简单的一句打趣却让沈笙墨瞬间如到寒窖一般。
是啊。
练剑六年,她硬是一点男儿的硬朗没练出来。
倒是把身子骨越练越娇软了。
沈笙墨调整呼吸,小声说道:“回师尊,自幼怕苦,练剑的时候又喜阴,许是没怎么晒着太阳。前些日子有风寒了,吃这些药,许是药物调理。
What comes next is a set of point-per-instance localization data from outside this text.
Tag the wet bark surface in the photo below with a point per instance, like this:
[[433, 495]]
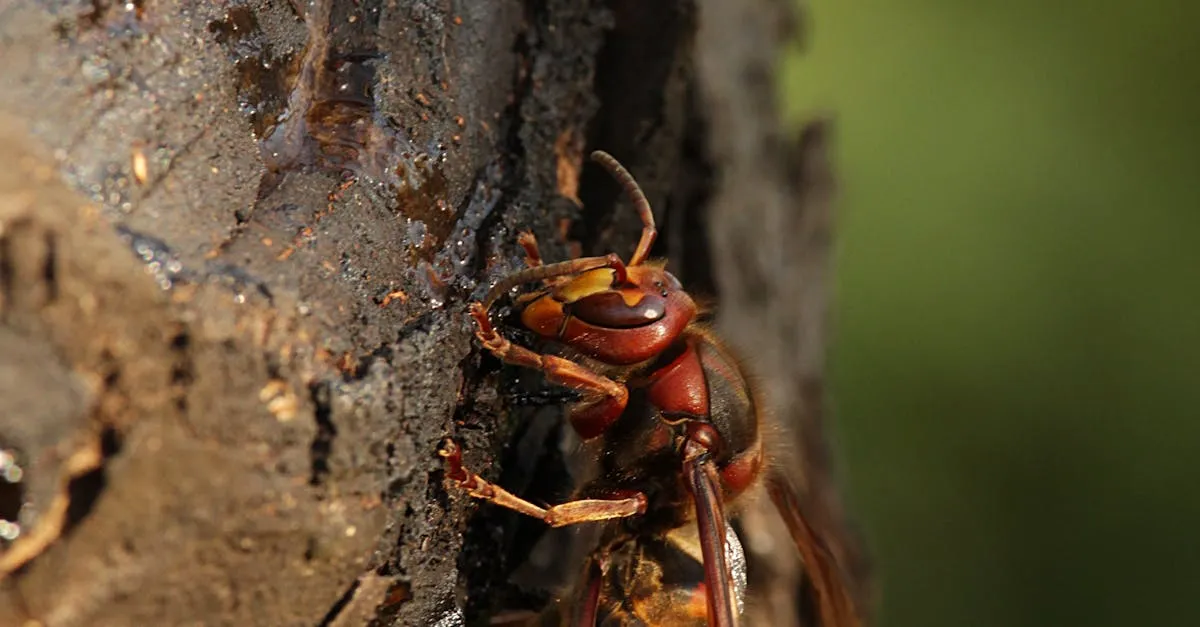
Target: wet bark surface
[[237, 240]]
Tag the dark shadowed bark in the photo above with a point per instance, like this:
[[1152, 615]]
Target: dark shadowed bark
[[237, 240]]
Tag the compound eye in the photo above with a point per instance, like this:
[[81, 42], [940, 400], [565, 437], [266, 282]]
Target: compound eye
[[609, 310]]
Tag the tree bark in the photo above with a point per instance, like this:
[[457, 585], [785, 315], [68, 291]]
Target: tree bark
[[237, 240]]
”
她站在太阳下暴晒也只是暂时黑了一点,还没等叶尘安召见她,又白了回去。
她已是故意涂抹药物遮掩唇色,仍旧无济于事。
宗门弟子对他一向谨慎恭敬。
叶尘安明白,也清楚,他也习惯了。
只是,面对沈笙墨的刻意回避,让他不由拧眉。
叶尘安松开她,往后慵懒一靠,狭长的丹凤眼挑着她打趣道:“今日下山,要见什么人?”
师尊向来不多问。
沈笙墨也不知道为什么他会突然问起。
一时间她脑子有些僵,支支吾吾半天,没有说出个所以然来。
叶尘安眉头一皱,眼神也变得冷淡许多,“怎么,金屋藏娇,怕本尊知道同你抢妻妾不成?”
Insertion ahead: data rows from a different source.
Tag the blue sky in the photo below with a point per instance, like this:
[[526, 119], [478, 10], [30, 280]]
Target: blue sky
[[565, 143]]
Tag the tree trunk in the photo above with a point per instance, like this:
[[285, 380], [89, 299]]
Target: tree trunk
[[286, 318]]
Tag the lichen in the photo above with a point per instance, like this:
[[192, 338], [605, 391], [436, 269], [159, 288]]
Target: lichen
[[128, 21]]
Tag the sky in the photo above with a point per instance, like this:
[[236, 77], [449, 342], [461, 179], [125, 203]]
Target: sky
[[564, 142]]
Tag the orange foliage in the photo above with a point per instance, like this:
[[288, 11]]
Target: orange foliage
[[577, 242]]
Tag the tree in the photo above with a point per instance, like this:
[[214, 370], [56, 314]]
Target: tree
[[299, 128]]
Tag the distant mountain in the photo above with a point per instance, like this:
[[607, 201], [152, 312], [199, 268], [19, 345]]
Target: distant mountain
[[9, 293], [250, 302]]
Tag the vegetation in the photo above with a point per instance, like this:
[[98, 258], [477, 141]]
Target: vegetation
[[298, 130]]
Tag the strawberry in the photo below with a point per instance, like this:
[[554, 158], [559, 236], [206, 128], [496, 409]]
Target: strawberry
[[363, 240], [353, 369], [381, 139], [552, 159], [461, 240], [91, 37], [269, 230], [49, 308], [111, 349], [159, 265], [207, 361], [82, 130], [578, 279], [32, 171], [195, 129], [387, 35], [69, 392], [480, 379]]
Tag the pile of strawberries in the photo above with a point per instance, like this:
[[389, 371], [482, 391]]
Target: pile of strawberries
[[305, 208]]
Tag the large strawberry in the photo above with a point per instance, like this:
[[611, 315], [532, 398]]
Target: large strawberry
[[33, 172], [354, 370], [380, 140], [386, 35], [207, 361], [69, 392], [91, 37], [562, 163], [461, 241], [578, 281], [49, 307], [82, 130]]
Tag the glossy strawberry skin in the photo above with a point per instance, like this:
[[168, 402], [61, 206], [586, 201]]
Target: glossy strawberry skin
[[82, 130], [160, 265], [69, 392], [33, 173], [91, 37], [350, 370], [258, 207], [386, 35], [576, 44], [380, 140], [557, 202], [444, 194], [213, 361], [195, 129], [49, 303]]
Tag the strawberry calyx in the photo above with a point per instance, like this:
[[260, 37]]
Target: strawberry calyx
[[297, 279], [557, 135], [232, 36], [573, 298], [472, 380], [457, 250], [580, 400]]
沈笙墨更是惶恐极了,“不……不会。弟子尚未娶妻,虽有一门但还未娶进门。”
哥哥原本和柳家小姐定了日子却没想到,沈家发生了这种事,于是一切都未进展了。
“哪一门?”叶尘安漫不经心的问道。
沈笙墨攥紧衣袖,有些不敢说了。
她怕叶尘安会去找柳家,更怕他把人接过来,到时候她身份就败光了。
不仅害了自己,还会害了哥哥和哥哥的未婚妻。
沈笙墨吓得一下滚在地上,在地上连连磕头说道:“弟子一心只在宗门,断不敢有其他心思。弟子只想一辈子伺候师尊。”
“一辈子伺候我?”叶尘安听到她的话,积压在心上的乌云消散了一些。
他低低一笑说道:“效忠叶剑宗即可。”
效忠叶剑宗,自是效忠他。
叶尘安心情好了,拍了拍手,伺候端着酒壶过来给她践行。
叶尘安示意沈笙墨喝了,沈笙墨端着酒碗却没有动静。
她自幼不能喝酒,完全是沾酒就倒,眼前践行的酒难住她了。
叶尘安倒是没看出她的为难,端起碗一饮而尽,见她还未动弹,冷冷勾唇,“怕本尊对你下药不成?”
“弟子不胜酒力,怕醉后在师尊面前有失仪态。”沈笙墨说道。
旁边伺候看了眼不太高兴的叶尘安连忙劝说道:“小师弟,毕竟是师尊为你践行的酒,这酒只是普通酒水,不醉人。你别驳了师尊情面。”
沈笙墨见此也无法再推迟,寻常酒水应该不醉人吧?
她抬起碗用袖子遮掩着,然后一饮而尽。
叶尘安点了点头又嘱咐道:“早去早回。”
他才转身入榻,谁知身后一个小人抱住了他的大腿,一脸醉意望着他,“不去了,我哪里都不要去了。”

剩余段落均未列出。